This reignited neural network research and eventually led to deep learning.
Sources
- Rumelhart, D. E., Hinton, G. E., & Williams, R. J. (1986). Learning representations by back-propagating errors. Nature, 323(6088), 533-536.
Part IV: Modern Optimization and Deep Learning
The Netflix Prize (2006-2009)
In 2006, Netflix offered $1 million to anyone who could improve their recommendation algorithm by 10%.
The Challenge
Predict how users would rate movies they hadn’t seen, based on their previous ratings and the ratings of similar users.
Data: 100 million ratings from 480,000 users on 17,770 movies.
The Competition
Over 40,000 teams from 186 countries competed. The competition:
- Popularized matrix factorization methods
- Demonstrated ensemble methods (combining models)
- Showed that marginal improvements require exponentially more effort
The Winner
The winning team “BellKor’s Pragmatic Chaos” combined 107 different models. They achieved 10.06% improvement—just barely qualifying for the prize.
Twist: A second team submitted an identical score just 20 minutes later. Netflix awarded based on submission time.
Why Netflix Never Used It
Netflix never fully implemented the winning solution. By 2009:
- Streaming had become more important than DVD ratings
- The complex ensemble was too expensive to maintain
- The 10% improvement wasn’t worth the engineering cost
Lessons
- Competitions drive innovation but may not solve business problems
- Ensemble methods are powerful but complex
- The gap between research and production is real
Sources
- Netflix Prize on Wikipedia
- Bennett, J., & Lanning, S. (2007). The Netflix Prize. KDD Cup.
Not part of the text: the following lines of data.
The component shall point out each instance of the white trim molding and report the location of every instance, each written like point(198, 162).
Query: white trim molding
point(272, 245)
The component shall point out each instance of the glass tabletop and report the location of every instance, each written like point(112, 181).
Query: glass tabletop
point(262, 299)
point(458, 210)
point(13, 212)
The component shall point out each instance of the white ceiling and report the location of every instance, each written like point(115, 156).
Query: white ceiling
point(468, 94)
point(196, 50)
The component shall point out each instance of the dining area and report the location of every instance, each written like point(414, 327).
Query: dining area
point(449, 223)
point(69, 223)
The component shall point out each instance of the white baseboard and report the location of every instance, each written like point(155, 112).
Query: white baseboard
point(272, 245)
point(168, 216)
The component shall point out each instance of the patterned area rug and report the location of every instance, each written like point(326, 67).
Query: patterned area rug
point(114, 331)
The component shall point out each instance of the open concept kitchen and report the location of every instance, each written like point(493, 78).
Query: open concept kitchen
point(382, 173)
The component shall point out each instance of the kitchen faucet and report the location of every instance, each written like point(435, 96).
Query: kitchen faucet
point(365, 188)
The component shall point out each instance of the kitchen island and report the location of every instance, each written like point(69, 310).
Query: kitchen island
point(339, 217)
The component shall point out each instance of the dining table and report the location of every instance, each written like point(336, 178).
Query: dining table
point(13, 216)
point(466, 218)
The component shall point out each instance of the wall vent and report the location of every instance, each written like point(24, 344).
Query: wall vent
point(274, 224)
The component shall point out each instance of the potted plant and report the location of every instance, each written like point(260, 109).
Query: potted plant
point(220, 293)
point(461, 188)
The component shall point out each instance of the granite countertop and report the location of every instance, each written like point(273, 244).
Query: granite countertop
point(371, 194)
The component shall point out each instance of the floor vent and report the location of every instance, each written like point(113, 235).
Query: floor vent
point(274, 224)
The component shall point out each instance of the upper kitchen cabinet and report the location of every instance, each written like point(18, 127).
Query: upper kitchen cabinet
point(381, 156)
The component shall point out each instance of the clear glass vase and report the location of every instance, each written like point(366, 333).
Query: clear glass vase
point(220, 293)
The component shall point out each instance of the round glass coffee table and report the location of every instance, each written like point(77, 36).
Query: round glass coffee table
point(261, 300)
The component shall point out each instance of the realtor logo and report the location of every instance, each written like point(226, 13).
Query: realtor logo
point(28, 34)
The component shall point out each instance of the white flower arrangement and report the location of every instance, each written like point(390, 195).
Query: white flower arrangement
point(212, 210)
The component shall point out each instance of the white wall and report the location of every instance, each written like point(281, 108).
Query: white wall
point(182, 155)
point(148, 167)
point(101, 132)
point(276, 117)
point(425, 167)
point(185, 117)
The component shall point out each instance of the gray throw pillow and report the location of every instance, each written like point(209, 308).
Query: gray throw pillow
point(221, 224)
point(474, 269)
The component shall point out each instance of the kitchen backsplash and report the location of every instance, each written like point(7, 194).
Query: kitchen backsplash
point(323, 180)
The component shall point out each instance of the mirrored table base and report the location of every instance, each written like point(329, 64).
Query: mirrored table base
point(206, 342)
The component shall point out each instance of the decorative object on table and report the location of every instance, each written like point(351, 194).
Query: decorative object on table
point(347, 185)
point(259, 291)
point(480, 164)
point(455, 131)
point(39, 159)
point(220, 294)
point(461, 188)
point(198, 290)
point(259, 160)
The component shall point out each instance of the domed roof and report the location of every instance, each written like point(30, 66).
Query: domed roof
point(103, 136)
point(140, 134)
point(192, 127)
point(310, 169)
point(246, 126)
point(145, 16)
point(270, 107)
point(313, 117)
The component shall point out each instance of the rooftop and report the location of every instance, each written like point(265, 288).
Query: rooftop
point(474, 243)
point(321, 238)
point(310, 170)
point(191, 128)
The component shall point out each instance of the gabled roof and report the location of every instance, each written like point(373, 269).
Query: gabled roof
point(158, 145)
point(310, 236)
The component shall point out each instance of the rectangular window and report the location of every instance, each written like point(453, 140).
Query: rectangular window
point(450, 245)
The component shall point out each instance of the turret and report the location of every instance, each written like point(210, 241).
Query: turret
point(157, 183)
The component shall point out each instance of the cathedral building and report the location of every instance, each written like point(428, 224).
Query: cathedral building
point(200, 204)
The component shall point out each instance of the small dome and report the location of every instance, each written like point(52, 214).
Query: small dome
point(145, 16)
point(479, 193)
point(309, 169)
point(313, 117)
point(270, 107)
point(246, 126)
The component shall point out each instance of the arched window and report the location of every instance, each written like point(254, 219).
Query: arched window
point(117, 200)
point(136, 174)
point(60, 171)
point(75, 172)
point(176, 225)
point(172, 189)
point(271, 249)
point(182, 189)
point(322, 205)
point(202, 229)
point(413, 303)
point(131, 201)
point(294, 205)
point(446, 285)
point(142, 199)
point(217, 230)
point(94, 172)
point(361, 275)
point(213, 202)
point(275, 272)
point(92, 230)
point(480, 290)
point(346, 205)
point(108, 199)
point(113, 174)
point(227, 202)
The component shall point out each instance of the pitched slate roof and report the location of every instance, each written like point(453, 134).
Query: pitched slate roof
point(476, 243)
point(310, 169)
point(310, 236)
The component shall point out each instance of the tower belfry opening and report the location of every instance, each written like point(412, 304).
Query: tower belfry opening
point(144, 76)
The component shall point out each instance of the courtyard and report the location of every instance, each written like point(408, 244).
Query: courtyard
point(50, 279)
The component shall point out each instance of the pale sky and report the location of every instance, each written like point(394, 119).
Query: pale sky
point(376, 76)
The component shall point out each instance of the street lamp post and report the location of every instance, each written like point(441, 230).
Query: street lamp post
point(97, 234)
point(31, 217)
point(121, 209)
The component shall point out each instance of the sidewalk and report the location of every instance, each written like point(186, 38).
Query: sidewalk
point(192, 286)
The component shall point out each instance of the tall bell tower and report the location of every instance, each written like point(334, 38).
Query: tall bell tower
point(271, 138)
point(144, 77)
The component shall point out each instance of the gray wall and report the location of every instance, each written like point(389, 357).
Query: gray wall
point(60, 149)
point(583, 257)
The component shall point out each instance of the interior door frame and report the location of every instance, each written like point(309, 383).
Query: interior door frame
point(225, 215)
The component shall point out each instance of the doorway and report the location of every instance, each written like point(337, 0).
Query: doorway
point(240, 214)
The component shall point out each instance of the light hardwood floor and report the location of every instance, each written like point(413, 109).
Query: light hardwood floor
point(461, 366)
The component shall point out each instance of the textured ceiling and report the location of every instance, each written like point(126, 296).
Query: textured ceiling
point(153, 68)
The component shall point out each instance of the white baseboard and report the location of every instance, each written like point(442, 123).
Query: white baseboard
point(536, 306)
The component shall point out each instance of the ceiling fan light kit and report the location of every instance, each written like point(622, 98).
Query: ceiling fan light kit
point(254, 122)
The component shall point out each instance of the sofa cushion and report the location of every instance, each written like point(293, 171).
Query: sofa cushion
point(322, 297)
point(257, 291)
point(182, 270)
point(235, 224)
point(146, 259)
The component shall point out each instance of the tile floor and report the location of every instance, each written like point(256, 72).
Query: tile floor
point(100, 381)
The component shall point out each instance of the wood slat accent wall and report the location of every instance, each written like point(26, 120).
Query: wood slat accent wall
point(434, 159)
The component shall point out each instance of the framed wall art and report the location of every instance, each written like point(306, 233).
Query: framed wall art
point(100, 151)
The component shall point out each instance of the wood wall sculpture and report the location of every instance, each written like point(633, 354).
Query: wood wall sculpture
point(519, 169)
AlphaGo: Reinforcement Learning Triumphs (2016)
In March 2016, DeepMind’s AlphaGo defeated world champion Lee Sedol at Go, 4-1.
Why Go Was Hard
- Complexity: More possible Go positions than atoms in the universe
- Intuition: Top players couldn’t explain their moves—”it just feels right”
- History: Chess was solved in 1997 (Deep Blue); Go resisted for 19 more years
The Technology
AlphaGo combined:
- Deep neural networks to evaluate positions
- Monte Carlo tree search to look ahead
- Reinforcement learning to improve by playing itself
Move 37
In Game 2, AlphaGo played Move 37—a move no human would make, initially dismissed as a mistake. It turned out to be brilliant, demonstrating that the AI had discovered strategies beyond human knowledge.
The Data Journey
- Collection: 30 million positions from human games
- Understanding: Neural networks learned position evaluation
- Prediction: Self-play generated superhuman strategies
Legacy
AlphaGo inspired:
- AlphaFold (protein structure prediction)
- AlphaCode (programming)
- Broader application of reinforcement learning
Sources
- Silver, D., et al. (2016). Mastering the game of Go with deep neural networks and tree search. Nature.
- DeepMind. “AlphaGo” documentary (2017).
DEEP DIVE: George Dantzig and the Homework Problems
The Legend That Launched a Thousand Inspirational Emails
The Story
In 1939, George Dantzig arrived late to a statistics class at UC Berkeley taught by Jerzy Neyman. On the blackboard were two problems. Assuming they were homework, Dantzig copied them down.
A few days later, he apologized to Neyman for how long the “homework” had taken and handed in his solutions.
Six weeks later, Neyman knocked on Dantzig’s door, ecstatic. The “homework problems” weren’t homework at all—they were two famous unsolved problems in statistics.
Dantzig had solved them simply because he didn’t know they were supposed to be hard.
The True Story
This actually happened. Dantzig confirmed it in interviews and wrote about it in his 1986 book.
The Problems
- Proof of a theorem about the limiting distribution of the ratio of two random variables
- Construction of an optimal statistical test (related to the Neyman-Pearson lemma)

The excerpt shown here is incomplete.